Of the 10 or so women in the world that race wheelchairs at an elite level, there is little doubt that Chantal Petitclerc is the best.
She's won 14 gold medals at the Paralympic Games, including five in Beijing. She will undoubtedly inspire the millions of Canadian girls that dream of growing up to be wheelchair racers.
What's that? You mean no one dreams of growing up to be a wheelchair racer and that Chantal Petitclerc competes in a sport that is not only limited to those with a physical disability, but is also limited to those that have a certain kind of physical disability. Suggesting that there are 10 women competing at an elite level is being liberal. It's probably more like three or four. The reason Petitclerc won so many distances (100m, 200m, 400m, 800m and 1,500m) is because there are too few people competing for athletes to specialize.

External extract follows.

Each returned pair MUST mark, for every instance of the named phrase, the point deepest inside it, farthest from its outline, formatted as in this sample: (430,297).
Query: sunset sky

If that's the case, you might ask, how is it possible that Petitclerc has been named the winner of the Lou Marsh award as Canada's top athlete? Good question.
Look, Petitclerc deserves our respect. To use the old cliche, she made an awfully lot of lemon aid from that lemon. Good for her, really. She deserves all the respect and, more importantly, the title of athlete. But, through no fault of her own,she absolutely, without question, does not deserve to be called Canada's best athlete. Unless you really think that she has accomplished more than Steve Nash, Sidney Crosby, Julian de Guzman or Christine Sinclair -- athletes that excel in sports that are played by millions -- have.
Petitclerc's story is going to warm the hearts of a lot of non sports fans today. Ahh, isn't that swell that the crippled lady won the award. See kids, you can do anything that you put your mind to. But, it does a disservice to the award. It should be about celebrating those that transcend both their sport and this country. Petitclerc simply doesn't. She is an athlete that pushed herself, yes, but the best in the country? Please. This is a feel good story (a condescending one at that) that insults the intelligence of all thinking sports fans in Canada.